= Coorongite =

Viscous substance of plant origin found mainly in Australia

Coorongite is a brown, viscous, hydrocarbon, somewhat similar in character to elaterite, of plant origin, found in Australia. It is not a mineral, but has its origin in the desiccated remains of the freshwater chlorophyte alga called Botryococcus braunii, and is combustible. Historical names for similar substances found in other parts of the world include balkashite, n'hangellite, and marahunite.

Initially it was thought to have been a source of oil for petroleum, and excited some interest in its potential for use as fuel, but interest waned as the facts became known. In recent years there has been some interest in its potential for use in the production of biofuel.

==History==
Coorongite was first found in 1852 (Note: Also reported as 1865.) at Alfred's Flat, inland from Salt Creek on the Coorong, a mostly freshwater lagoon in South Australia. Some observers thought that this was formed by oil seepage, owing to its viscous nature and combustibility, and it led to exploratory sampling. Early debate about its origins was published in local newspapers such as The South Australian Register, The Adelaide Observer and The South Australian Chronicle & Weekly Mail. The finding led to the first Australian oil exploration well being drilled at Alfred Flat.

Botanist and geologist Ralph Tate (1840–1901) considered it to be of plant origin.

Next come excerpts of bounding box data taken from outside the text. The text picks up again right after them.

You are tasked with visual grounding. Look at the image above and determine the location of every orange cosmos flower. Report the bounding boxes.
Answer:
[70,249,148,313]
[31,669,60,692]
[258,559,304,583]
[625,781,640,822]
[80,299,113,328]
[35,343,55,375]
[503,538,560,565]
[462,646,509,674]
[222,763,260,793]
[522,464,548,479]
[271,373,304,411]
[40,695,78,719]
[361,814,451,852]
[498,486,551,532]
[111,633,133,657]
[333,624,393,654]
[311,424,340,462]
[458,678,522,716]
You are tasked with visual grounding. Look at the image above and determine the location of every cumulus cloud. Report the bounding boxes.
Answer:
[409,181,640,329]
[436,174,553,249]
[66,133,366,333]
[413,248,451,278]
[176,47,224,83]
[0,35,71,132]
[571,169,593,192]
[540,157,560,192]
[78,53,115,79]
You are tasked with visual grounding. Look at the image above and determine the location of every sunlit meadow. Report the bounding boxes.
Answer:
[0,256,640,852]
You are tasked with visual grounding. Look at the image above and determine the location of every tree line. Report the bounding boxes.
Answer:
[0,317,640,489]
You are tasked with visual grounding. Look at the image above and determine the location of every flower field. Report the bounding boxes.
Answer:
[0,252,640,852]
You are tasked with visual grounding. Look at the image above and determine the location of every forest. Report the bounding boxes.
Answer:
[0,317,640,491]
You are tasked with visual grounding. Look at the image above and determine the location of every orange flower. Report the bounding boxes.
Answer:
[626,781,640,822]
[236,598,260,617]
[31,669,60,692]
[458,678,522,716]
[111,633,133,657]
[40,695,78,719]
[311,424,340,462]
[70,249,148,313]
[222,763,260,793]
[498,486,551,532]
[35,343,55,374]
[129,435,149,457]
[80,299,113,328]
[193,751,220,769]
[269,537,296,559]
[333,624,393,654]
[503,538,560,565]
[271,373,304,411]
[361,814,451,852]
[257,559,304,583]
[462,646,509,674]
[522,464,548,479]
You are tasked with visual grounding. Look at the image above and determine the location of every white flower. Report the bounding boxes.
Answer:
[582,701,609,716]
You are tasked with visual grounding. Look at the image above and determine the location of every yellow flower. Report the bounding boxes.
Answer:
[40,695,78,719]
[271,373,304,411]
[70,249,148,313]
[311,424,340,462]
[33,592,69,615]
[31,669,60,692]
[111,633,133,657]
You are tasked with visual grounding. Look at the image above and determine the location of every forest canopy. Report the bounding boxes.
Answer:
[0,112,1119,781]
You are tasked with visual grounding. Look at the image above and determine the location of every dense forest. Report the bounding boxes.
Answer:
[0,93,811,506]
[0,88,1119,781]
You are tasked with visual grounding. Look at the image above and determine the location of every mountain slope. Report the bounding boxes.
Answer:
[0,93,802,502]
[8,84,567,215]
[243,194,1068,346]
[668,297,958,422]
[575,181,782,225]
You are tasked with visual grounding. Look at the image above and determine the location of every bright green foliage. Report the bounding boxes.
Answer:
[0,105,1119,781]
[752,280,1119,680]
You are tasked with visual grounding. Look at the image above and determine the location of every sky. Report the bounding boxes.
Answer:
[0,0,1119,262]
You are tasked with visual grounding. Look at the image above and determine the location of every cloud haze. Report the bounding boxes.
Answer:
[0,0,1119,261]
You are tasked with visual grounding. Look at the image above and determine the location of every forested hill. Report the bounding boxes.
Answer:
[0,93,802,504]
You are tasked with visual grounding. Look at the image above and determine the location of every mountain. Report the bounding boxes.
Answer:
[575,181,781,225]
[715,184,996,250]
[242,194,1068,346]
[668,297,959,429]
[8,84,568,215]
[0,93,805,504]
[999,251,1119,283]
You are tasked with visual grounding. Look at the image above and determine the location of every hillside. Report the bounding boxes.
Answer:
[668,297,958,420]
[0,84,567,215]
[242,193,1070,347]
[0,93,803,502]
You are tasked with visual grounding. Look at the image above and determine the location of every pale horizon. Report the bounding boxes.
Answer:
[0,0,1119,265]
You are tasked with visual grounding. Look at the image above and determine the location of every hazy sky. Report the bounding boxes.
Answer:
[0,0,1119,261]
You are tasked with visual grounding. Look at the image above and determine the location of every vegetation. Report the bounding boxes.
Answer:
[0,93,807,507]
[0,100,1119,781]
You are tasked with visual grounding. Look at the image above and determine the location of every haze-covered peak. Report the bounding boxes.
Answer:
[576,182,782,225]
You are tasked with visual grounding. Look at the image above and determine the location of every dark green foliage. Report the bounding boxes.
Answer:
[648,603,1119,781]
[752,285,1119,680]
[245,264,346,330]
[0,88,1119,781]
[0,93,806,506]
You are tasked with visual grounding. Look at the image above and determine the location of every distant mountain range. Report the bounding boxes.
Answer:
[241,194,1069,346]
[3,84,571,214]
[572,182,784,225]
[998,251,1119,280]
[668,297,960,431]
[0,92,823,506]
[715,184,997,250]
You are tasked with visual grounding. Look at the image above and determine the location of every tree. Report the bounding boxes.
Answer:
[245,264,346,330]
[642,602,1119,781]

South Australian government geologist H. Y. L. Brown wrote in his 1893 Catalogue of South Australian Minerals, that coorongite had been "found on the surface of a swamp on sand, in patches resembling pieces of dried leather. Although this substance is of a very similar composition to elaterite (mineral caoutchouc) there is a doubt as to its being a mineral". It is not the same substance nor of the same origin as elaterite. Reinhardt Thiessen (1923), a palaeobotanist at the U.S. Geological Survey, reported that there had been much discussion about the substance among scientists, and suggested that its origin was a mass of plant origin. His paper also gave a detailed description of the chemistry of coorongite. He did not identify the precursor alga, but did recognise the link between coorongite and torbanite.

Its origins and possible uses were a topic of great interest to geologists and others interested in a source of oil for petroleum, both within Australia and abroad.

It has since been discovered as being derived from algae, specifically, the desiccated remains of the freshwater chlorophyte alga called Botryococcus braunii. The alga had undergone significant microbial or bacterial degradation. It has been posited that it may be a precursor of torbanite (a type of oil shale). Two separate deposits were found at the Coorong as far apart as 100 years, suggesting that it was formed by an unusual set of circumstances: "a curio, an aberration or an erratic event in the normal cycle of events".

Australian geologist and Antarctic explorer Sir Douglas Mawson did extensive field work on coorongite and other sapropelic deposits in the Coorong and at Lake Albert in January 1938, February 1940, and January 1941, although only published one study in 1938.

A 1989 study looked at coorongite collected on the shores of the Darwin River Reservoir in the Northern Territory, where Botryococcus braunii B race grows profusely. The authors concluded that torbanite cannot be derived from Coorongite, because although "torbanite and some coorongites derive from a common algal source, they clearly show distinct structures, as a result of markedly different conditions of early diagenesis of the Botryococcus biomass". Torbanite is characterised by well-separated fossil colonies, while coorongite is not.

==Occurrence==
In South Australia, coorongite has been found around the edges of freshwater lagoons and swamps, along the shoreline of ephemeral lakes on the Coorong coastal plain, in subaqueous acid sulphate soils from locations on the shore of Lake Albert, as well as offshore from Point McLeay in Lake Alexandrina. It has also been found in the Murray Lagoon on Kangaroo Island.

In the Northern Territory of Australia, coorongite occurs in the Darwin River Reservoir.

Substances very similar to coorongite had other historical names, depending upon the location of the deposits, such as n'hangellite from Portuguese East Africa (now Mozambique), marahunite from Brazil, and balkashite in Siberia.

==Uses==
It was reported that Aboriginal people of the Coorong sometimes used coorongite as fuel for lighting, and that balkashite was used as a source of fuel by a tribe of Turkestan.

Coorongite is now regarded as a potential intermediate in the production of biofuel.